Avant de déclarer que l’Aide publique au développement est un instrument « vieilli » de solidarité internationale, du « passé », possédant parfois des relents « néocolonialistes », il conviendrait peut-être de savoir de quelle Aide parle-t-on ? Une Aide de qualité telle que l’a définie le Comité d’Aide au Développement (CAD) de l’OCDE dès mars 2005 ou une Aide qui déroge à ses principes de base au point que même les bénéficiaires n’en voudraient pas ?

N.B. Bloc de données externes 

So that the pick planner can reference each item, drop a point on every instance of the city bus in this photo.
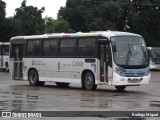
(4, 55)
(154, 58)
(111, 58)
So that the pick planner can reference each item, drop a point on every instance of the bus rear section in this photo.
(154, 58)
(4, 55)
(90, 59)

Car de quelle Aide parle-t-on vraiment : celle qui donne majoritairement satisfaction, qui n’a cessé d’améliorer ses pratiques au cours du temps, ou celle qui est brocardée par certains ou ne remplit pas sa mission ? Lorsqu’elle est délivrée selon les règles, c’est-à-dire essentiellement décaissée sur place, au bénéfice des pays pauvres (pays à faible revenu), mise en œuvre selon les choix des bénéficiaires, elle semble toujours très appréciée par les pays receveurs car ses impacts sont positifs et sont susceptibles d’être prolongés dans la durée par les pays eux-mêmes.

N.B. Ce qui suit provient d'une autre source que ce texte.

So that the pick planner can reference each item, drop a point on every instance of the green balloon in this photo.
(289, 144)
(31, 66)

Pour que les potentiels bénéficiaires apprécient l’Aide publique au développement financée par les donateurs, elle doit réunir certaines caractéristiques qui sont autant de gages de qualité. Voici quels sont les principaux ingrédients – les bonnes pratiques de l’Aide - qui sont obligatoires pour que cet instrument de solidarité internationale délivre toute son efficacité,

Premièrement, cette Aide doit être programmée à l’initiative du potentiel bénéficiaire qui en fait la requête auprès des donateurs. On doit absolument éviter que cette Aide soit décidée à l’initiative du pays donateur ou fasse l’objet d’une mise en œuvre directe (le donateur intervient dans le pays récipiendaire sans l’accord formel du ou des bénéficiaires). L’Aide qui finance un projet de développement doit être dès le départ le projet du bénéficiaire dont il fait la requête auprès du donateur qui accepte ou non de financer. Le donateur apporte la totalité ou une partie des ressources nécessaires (financement assistance technique si besoin). Depuis 2005 et la déclaration de Paris sur l’efficacité de l’Aide, c’est majoritairement le cas pour des donneurs du Comité d’Aide au Développement de l’OCDE.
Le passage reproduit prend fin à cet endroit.